I've said most of this while in Sherbrooke, and a consensus was reached. 



 

Yes, the wifidog auth server is very big.

Writing a basic auth server that displays a different web age to every user is a < 1week project in a modern dynamic language (Python, Ruby and even PHP) for a competent programmer. In fact that's the time it took one person to write the original implementation of the auth server.

Writing a generic auth server that is easy to install, and meets the needs of disparate communities and is structured to accept outside contributions is something completely different.

Most of the complexity in wifidog isn't in user management, or gateway interaction, or any of the things I see people debate when they say that it would be easier to start from scratch. Most of the complexity is in:

-Location-aware and history-aware content delivery and management
-User permissions
-Web based installer, dependency install and automatic schema upgrade
-The statistics subsystem
-Pervasive multilingual support
-Making everything generic enough that we don't end up with spaghetti code.



 

Off course, wifidog support many, many other features, but code-wise they are comparably very small.

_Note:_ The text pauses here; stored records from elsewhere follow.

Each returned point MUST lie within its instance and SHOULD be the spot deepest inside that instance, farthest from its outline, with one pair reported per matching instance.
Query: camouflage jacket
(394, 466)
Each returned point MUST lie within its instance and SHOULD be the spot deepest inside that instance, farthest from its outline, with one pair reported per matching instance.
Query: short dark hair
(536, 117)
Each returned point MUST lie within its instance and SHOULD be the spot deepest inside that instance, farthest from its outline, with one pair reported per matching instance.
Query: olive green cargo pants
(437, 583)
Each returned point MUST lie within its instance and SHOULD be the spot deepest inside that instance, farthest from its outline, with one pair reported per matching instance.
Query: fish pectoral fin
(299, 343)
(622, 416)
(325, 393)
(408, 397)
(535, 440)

If you have specific needs, ask how we think they could be integrated in wifidog without causing problems to anyone else. If you can't do it, by all means do roll your own. With any luck, we'll have some good ideas to steal from ;) 

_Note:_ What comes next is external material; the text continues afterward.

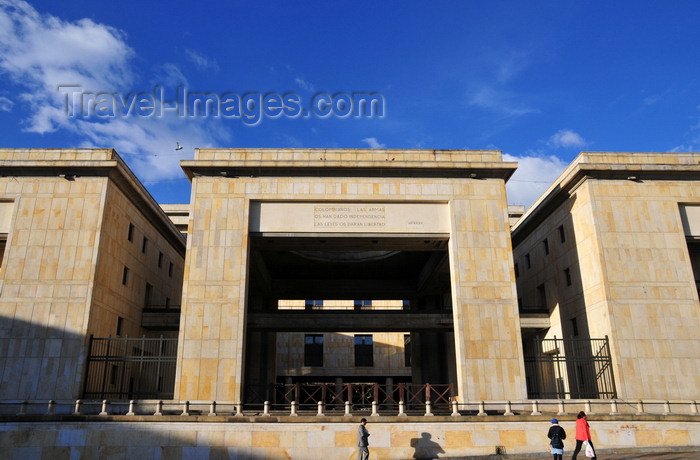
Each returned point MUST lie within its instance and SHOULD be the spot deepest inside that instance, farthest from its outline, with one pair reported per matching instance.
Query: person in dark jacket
(557, 435)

------ What will happen in the next few months -----



 

In the meantime, I expect very good things to come from the meeting in Sherbrooke. I've seen open minded people with actual resources to commit who agreed on cooperation and realistic and achievable goals. The patches are already rolling in. 



 

I'll do my best to help the new contributors, and integrate the patches. But very soon, other people will do most of that job as well.



 

If I become "just another contributor" I'll consider that a major victory for the project.